Gott sei Dank habe ich selbst noch nie einen körperlichen Angriff erleben müssen. Ich kenne das natürlich, dass mir Sprüche hinterhergerufen werden. Die ignoriere ich dann immer und gehe einfach weiter, obwohl das natürlich auch kein schönes Gefühl ist. In meinem Umfeld wurden aber schon viele Leute angegriffen, weil sie queer sind. Dadurch, dass ich seit 20 Jahren hier unterwegs bin, würde ich mich selbst auch als Ansprechpartnerin in der Community bezeichnen. Gerade in den letzten anderthalb Jahren wurden es immer mehr Fälle.
Wird denn aus Ihrer Sicht ausreichend dagegen vorgegangen?
Ich finde, dass die Polizeipräsenz teilweise nicht groß genug ist. Sie ist es an den Hotspots, aber eben nur da. Vor einem Jahr an Halloween wurden zwei schwule Bekannte von mir heftig vor der „WunderBar“ zusammengeschlagen. Ein Ort, der eigentlich ein Safe Space für die Community sein sollte.
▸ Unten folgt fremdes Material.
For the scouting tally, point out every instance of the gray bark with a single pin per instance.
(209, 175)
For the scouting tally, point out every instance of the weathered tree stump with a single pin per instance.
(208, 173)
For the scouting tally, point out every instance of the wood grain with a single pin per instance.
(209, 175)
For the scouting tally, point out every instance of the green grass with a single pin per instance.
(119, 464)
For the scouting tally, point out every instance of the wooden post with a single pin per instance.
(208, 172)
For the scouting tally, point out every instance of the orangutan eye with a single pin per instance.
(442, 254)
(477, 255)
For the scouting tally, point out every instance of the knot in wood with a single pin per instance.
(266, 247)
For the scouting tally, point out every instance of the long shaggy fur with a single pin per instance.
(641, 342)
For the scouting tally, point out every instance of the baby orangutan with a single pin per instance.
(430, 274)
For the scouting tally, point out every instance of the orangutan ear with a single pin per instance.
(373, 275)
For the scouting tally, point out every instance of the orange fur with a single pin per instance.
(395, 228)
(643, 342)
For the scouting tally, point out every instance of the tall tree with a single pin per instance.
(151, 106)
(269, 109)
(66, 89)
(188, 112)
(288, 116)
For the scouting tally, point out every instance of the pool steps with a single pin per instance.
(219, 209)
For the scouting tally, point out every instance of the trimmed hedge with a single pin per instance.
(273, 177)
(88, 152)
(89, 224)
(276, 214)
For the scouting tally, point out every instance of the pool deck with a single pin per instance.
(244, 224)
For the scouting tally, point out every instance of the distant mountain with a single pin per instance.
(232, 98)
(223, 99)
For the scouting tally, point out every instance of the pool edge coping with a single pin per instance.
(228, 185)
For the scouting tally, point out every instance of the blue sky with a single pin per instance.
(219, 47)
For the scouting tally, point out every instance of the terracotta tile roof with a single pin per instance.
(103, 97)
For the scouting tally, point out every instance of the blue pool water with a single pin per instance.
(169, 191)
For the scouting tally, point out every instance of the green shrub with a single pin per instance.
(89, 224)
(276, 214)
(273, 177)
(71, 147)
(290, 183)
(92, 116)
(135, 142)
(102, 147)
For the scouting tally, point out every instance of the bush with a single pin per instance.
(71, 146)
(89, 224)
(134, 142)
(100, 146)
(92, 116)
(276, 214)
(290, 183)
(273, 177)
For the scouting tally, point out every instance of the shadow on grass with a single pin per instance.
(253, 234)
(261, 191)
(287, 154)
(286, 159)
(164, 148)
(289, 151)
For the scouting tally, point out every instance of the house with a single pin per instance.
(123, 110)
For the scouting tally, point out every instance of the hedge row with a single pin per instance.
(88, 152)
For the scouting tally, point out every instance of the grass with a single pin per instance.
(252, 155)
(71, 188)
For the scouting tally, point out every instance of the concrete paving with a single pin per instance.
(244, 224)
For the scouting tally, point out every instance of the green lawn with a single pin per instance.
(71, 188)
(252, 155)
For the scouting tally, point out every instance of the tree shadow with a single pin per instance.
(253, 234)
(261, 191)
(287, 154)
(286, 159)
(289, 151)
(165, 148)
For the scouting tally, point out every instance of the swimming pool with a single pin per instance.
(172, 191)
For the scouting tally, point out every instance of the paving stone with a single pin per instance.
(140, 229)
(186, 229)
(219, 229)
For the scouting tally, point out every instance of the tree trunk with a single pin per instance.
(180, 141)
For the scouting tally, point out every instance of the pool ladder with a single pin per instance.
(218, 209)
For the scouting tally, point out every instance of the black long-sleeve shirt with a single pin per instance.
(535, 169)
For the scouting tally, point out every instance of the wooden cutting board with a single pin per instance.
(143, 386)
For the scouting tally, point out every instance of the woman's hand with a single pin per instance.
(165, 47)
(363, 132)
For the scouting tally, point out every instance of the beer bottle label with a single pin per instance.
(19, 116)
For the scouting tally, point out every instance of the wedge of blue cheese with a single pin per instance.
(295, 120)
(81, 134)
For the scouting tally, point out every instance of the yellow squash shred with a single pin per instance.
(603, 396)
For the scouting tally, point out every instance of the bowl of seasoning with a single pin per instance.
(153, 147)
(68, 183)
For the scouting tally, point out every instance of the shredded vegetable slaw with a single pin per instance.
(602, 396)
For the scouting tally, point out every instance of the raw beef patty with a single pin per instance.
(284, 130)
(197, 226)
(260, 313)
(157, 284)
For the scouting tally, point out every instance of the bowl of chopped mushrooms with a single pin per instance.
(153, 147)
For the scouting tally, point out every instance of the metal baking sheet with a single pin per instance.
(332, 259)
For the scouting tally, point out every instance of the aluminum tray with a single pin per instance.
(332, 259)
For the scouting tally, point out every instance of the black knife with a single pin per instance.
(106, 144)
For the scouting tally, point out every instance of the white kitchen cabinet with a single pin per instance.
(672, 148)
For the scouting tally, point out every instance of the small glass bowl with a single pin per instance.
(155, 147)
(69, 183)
Die Politik hat zwar danach fantastische Ansätze vorgestellt, aber ich habe nicht das Gefühl, dass die Polizeipräsenz seitdem stärker geworden ist. Das müssen nicht einmal zehn Beamte sein, es reichen auch ein oder zwei Personen.
Also ist die Aufmerksamkeit nur dann da, wenn etwas passiert …
Ja, aber wir haben inzwischen zwei Ansprechpartner bei der Polizei für die LGBTQIA+ Themen, die einen fantastischen Job leisten. Die beiden sollen ja auch nach innen wirken, also zum Beispiel die Sensibilität von Polizeikräften im Umgang mit betroffenen Personen erhöhen. Es passiert schon etwas, aber die Präsenz ist eben immer noch zu wenig. Es sind 67 Angriffe im vergangenen Jahr bekannt, aber die Dunkelziffer wird deutlich höher sein. Viele – nicht nur queere Personen – tragen nach derartigen Vorfällen eine Art Scham mit sich. Dieser hält sie leider oft davon ab, Anzeige zu erstatten.
Was muss sich neben mehr Polizeipräsenz also noch ändern?
Auch im Bereich der Security und den Türstehern muss mehr Aufklärungsarbeit geleistet werden. Ich kenne einen Fall, als es einen Angriff vor einem Club gab und der Türsteher sagte: Wenn du so herumläufst, darfst du dich auch nicht wundern. Genau da setzt die Kampagne des „BID Reeperbahn+“ an.
Wofür steht die Kampagne?
Die Kampagne „Lieb Sein!“ soll alle, die auf der Reeperbahn unterwegs sind, ermahnen, respektvoll miteinander umzugehen. So soll die DNA von St. Pauli erhalten bleiben: Jeder kann hierherkommen, egal wie alt man ist oder aussieht, wo man herkommt, queer oder nicht. Auf den Plakaten gibt es außerdem den wichtigen Hinweis, sich im Falle einer Bedrohung an die Polizei-Notfallnummer 110 oder an das Quartiers-Personal zu wenden. In erster Linie soll die Kampagne Aufmerksamkeit schaffen – und im zweiten Schritt hoffentlich auch die Aggression weniger werden lassen.